Safety and efficacy of BCG re-vaccination in relation to COVID-19 morbidity in healthcare workers: A double-blind, randomised, controlled, phase 3 trial

Caryn M Upton, Rob C van Wijk, Laurynas Mockeliunas, Ulrika S H Simonsson, Kirsten McHarry, Gerben van den Hoogen, Chantal Muller, Arné von Delft, Helene-Mari van der Westhuizen, Reinout van Crevel, Gerhard Walzl, Pedro M Baptista, Jonathan Peter, Andreas H Diacon, BCG CORONA Consortium, Caryn M Upton, Rob C van Wijk, Laurynas Mockeliunas, Ulrika S H Simonsson, Kirsten McHarry, Gerben van den Hoogen, Chantal Muller, Arné von Delft, Helene-Mari van der Westhuizen, Reinout van Crevel, Gerhard Walzl, Pedro M Baptista, Jonathan Peter, Andreas H Diacon, BCG CORONA Consortium

Abstract

Background: BCG vaccination prevents severe childhood tuberculosis (TB) and was introduced in South Africa in the 1950s.

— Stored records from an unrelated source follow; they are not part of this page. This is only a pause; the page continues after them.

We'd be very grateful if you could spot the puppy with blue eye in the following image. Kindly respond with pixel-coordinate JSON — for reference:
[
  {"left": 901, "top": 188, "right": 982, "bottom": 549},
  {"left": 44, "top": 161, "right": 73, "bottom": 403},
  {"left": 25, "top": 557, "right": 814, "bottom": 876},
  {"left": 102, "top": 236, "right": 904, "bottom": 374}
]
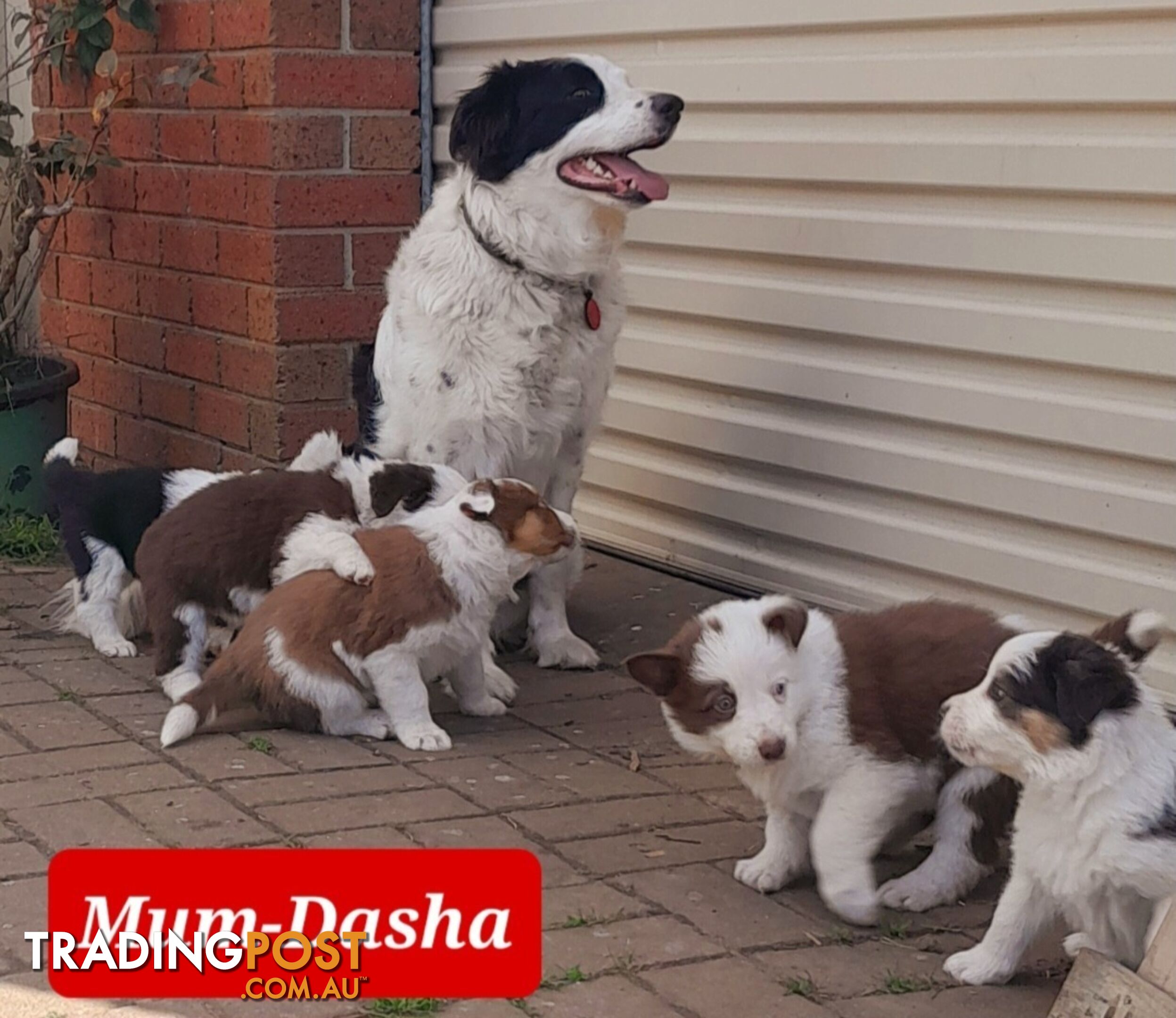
[{"left": 627, "top": 597, "right": 1049, "bottom": 925}]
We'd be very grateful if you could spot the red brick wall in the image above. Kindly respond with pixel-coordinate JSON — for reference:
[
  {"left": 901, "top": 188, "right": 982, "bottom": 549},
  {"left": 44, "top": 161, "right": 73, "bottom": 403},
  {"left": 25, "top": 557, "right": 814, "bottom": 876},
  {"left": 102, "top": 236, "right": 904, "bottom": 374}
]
[{"left": 34, "top": 0, "right": 420, "bottom": 468}]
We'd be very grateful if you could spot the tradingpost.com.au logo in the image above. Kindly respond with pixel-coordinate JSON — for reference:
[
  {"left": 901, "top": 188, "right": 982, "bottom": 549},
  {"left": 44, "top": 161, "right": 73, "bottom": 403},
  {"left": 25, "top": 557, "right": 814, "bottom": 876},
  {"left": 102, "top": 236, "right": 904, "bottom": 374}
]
[{"left": 25, "top": 849, "right": 542, "bottom": 1001}]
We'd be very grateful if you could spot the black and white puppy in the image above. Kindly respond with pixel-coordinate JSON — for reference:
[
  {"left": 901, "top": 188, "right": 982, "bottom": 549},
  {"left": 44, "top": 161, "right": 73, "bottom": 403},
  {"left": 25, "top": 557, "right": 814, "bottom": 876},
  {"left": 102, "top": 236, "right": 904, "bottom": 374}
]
[
  {"left": 45, "top": 431, "right": 381, "bottom": 657},
  {"left": 359, "top": 57, "right": 683, "bottom": 668},
  {"left": 940, "top": 611, "right": 1176, "bottom": 983}
]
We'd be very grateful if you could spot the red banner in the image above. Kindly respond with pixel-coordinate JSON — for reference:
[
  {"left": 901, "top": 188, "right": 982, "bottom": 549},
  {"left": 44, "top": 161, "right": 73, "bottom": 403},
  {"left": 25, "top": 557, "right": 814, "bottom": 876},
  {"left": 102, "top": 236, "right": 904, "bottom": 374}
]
[{"left": 42, "top": 849, "right": 542, "bottom": 1001}]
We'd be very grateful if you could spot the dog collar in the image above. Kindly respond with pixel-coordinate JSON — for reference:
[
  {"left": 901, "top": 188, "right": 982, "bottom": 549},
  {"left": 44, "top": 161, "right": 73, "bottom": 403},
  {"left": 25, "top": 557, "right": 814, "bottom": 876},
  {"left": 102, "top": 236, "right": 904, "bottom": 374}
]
[{"left": 460, "top": 197, "right": 601, "bottom": 333}]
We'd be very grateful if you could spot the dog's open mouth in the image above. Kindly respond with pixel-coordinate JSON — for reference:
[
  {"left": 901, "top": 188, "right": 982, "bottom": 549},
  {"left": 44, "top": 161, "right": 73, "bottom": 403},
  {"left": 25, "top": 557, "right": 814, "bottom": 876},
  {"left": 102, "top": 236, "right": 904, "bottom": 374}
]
[{"left": 559, "top": 152, "right": 669, "bottom": 205}]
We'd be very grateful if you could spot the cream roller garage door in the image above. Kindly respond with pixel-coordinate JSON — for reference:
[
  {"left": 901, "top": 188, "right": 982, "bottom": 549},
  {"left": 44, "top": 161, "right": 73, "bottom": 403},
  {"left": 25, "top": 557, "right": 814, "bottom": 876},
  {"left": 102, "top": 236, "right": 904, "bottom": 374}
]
[{"left": 434, "top": 0, "right": 1176, "bottom": 692}]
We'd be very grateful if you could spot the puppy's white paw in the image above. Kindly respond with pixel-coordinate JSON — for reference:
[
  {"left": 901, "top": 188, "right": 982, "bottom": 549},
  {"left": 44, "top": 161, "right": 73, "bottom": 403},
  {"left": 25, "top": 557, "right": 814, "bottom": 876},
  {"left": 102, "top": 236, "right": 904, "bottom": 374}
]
[
  {"left": 458, "top": 694, "right": 507, "bottom": 717},
  {"left": 396, "top": 724, "right": 453, "bottom": 752},
  {"left": 1062, "top": 933, "right": 1098, "bottom": 958},
  {"left": 335, "top": 551, "right": 375, "bottom": 587},
  {"left": 94, "top": 636, "right": 139, "bottom": 657},
  {"left": 735, "top": 852, "right": 793, "bottom": 895},
  {"left": 532, "top": 629, "right": 600, "bottom": 668},
  {"left": 943, "top": 944, "right": 1016, "bottom": 986},
  {"left": 821, "top": 887, "right": 879, "bottom": 926},
  {"left": 879, "top": 870, "right": 964, "bottom": 912},
  {"left": 485, "top": 662, "right": 518, "bottom": 704}
]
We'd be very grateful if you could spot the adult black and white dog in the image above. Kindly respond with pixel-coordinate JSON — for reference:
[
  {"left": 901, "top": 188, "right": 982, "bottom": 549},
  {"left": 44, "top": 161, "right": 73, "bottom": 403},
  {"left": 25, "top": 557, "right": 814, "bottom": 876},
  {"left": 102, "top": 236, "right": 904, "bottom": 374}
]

It is hypothesised that BCG trains the innate immune system by inducing epigenetic and functional reprogramming, thus providing non-specific protection from respiratory tract infections. We evaluated BCG for reduction of morbidity and mortality due to COVID-19 in healthcare workers in South Africa.

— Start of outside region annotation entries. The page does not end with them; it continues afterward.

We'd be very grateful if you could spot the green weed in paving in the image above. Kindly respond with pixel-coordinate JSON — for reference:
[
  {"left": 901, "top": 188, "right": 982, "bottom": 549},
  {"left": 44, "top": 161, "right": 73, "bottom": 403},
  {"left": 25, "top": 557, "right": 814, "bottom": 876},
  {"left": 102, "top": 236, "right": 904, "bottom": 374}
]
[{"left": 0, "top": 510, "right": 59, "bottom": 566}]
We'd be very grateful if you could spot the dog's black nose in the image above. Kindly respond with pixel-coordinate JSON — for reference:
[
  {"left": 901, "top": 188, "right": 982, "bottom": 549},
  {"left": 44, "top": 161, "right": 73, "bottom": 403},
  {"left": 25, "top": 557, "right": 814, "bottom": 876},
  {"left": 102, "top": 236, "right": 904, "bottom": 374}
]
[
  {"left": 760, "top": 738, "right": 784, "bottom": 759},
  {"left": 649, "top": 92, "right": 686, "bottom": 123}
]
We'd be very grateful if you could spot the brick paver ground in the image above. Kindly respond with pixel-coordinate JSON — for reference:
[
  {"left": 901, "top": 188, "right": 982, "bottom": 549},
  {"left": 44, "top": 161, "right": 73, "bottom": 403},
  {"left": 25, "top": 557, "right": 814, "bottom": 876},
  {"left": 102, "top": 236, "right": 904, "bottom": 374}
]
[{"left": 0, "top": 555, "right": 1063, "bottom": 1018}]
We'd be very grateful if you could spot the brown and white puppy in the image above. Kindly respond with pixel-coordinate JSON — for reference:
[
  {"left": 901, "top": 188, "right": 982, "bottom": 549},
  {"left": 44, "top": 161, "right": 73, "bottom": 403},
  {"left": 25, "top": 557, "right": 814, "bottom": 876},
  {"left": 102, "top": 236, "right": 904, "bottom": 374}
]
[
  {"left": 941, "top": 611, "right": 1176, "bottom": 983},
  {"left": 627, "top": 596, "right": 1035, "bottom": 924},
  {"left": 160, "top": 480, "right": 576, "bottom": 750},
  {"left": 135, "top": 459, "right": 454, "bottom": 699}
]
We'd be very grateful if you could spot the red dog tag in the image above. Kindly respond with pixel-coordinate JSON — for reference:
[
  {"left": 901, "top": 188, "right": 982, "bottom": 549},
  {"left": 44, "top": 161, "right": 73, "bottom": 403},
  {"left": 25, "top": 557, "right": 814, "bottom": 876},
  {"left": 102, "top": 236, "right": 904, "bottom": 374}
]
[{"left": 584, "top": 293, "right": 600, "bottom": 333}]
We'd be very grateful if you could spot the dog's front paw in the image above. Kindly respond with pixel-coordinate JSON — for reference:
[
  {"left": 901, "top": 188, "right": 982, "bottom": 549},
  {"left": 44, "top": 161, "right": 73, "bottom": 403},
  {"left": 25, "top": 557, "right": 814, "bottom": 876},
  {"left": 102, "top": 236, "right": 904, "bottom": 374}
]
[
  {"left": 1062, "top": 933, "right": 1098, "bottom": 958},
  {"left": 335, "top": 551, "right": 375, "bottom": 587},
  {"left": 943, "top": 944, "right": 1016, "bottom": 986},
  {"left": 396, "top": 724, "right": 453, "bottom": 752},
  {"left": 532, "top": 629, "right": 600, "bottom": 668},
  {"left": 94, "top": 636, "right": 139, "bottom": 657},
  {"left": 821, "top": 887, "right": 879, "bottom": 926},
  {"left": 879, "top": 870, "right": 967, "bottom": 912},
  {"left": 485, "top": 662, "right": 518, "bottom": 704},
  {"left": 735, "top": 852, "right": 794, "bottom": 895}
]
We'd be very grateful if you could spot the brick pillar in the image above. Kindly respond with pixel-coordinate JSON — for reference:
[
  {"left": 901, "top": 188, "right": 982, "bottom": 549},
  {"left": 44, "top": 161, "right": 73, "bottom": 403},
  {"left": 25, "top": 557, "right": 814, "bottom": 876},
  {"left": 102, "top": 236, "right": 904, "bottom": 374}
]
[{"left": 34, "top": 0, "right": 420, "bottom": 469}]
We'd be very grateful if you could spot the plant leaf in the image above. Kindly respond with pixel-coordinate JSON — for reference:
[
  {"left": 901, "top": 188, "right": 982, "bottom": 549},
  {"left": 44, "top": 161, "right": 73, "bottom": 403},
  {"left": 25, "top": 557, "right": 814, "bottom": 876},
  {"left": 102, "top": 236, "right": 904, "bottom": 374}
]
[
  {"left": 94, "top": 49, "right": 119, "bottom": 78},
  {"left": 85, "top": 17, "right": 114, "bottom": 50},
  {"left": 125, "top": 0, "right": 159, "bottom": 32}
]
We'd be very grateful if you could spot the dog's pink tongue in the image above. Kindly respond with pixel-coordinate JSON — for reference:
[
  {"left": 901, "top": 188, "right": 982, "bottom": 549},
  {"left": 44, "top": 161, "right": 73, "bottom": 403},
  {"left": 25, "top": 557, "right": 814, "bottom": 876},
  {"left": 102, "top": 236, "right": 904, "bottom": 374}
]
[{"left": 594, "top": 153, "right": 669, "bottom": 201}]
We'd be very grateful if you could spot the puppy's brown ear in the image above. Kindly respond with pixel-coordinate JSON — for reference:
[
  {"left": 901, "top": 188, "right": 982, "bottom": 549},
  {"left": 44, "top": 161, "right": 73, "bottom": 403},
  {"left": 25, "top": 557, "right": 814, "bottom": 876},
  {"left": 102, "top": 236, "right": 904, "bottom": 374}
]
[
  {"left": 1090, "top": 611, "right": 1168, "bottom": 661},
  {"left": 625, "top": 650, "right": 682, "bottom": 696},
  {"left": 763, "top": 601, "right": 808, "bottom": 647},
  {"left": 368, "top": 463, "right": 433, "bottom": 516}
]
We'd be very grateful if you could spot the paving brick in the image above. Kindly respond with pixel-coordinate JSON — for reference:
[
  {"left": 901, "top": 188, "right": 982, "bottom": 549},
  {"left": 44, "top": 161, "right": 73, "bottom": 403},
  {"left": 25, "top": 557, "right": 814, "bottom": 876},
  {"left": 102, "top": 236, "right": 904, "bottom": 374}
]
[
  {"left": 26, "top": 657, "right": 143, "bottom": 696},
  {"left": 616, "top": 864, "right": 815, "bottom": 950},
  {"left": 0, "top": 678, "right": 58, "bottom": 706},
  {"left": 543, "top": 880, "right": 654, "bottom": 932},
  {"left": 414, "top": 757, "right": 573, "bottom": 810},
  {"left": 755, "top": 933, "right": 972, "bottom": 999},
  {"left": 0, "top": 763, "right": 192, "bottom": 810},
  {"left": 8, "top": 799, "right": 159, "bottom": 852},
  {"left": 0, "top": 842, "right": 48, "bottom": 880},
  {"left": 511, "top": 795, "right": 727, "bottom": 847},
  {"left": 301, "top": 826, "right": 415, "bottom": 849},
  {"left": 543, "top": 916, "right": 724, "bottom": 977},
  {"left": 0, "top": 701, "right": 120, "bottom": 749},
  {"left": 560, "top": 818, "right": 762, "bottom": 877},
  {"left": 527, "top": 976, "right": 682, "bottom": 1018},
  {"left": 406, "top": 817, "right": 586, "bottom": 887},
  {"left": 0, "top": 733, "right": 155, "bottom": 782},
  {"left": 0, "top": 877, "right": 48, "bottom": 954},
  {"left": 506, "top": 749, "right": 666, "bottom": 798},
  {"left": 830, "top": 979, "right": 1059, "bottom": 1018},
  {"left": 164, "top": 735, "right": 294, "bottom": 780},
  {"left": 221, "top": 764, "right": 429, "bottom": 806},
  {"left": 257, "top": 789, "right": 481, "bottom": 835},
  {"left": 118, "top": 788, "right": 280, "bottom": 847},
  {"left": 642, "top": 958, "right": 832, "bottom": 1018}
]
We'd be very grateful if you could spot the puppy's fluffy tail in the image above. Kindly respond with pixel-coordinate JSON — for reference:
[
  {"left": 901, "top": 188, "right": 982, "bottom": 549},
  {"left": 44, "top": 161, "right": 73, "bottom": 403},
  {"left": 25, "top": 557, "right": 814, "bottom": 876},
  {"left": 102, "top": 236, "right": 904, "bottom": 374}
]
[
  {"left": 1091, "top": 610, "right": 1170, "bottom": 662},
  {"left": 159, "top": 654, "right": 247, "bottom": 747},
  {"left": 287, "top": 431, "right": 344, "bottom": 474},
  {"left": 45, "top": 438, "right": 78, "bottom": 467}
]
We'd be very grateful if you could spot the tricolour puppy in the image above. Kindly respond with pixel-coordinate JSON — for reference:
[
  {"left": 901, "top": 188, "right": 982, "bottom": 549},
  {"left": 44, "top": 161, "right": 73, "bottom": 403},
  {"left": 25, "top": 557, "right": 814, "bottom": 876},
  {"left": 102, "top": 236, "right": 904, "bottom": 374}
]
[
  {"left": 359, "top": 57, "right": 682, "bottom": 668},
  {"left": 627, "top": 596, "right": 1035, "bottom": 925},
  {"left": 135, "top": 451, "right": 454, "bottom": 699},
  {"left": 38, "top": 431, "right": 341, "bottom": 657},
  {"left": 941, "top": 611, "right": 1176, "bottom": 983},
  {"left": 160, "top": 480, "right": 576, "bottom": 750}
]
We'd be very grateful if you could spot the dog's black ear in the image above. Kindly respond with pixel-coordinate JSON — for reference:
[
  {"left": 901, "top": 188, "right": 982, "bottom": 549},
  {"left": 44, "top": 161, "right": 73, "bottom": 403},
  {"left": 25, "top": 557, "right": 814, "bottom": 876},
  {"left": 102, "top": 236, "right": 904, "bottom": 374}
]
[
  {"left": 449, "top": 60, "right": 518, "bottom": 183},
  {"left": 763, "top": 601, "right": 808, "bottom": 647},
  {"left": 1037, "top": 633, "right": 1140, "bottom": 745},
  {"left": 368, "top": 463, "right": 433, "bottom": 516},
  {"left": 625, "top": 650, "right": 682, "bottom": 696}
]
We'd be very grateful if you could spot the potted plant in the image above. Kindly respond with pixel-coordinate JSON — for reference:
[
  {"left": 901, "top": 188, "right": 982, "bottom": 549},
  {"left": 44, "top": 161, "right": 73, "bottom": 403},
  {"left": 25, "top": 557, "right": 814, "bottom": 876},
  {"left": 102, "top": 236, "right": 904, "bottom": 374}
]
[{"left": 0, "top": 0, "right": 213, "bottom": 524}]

Methods: This randomised, double-blind, placebo-controlled trial recruited healthcare workers at three facilities in the Western Cape, South Africa, unless unwell, pregnant, breastfeeding, immunocompromised, hypersensitivity to BCG, or undergoing experimental COVID-19 treatment. Participants received BCG or saline intradermally (1:1) and were contacted once every 4 weeks for 1 year. COVID-19 testing was guided by symptoms. Hospitalisation, COVID-19, and respiratory tract infections were assessed with Cox proportional hazard modelling and time-to-event analyses, and event severity with post hoc Markovian analysis. This study is registered with ClinicalTrials.gov, NCT04379336.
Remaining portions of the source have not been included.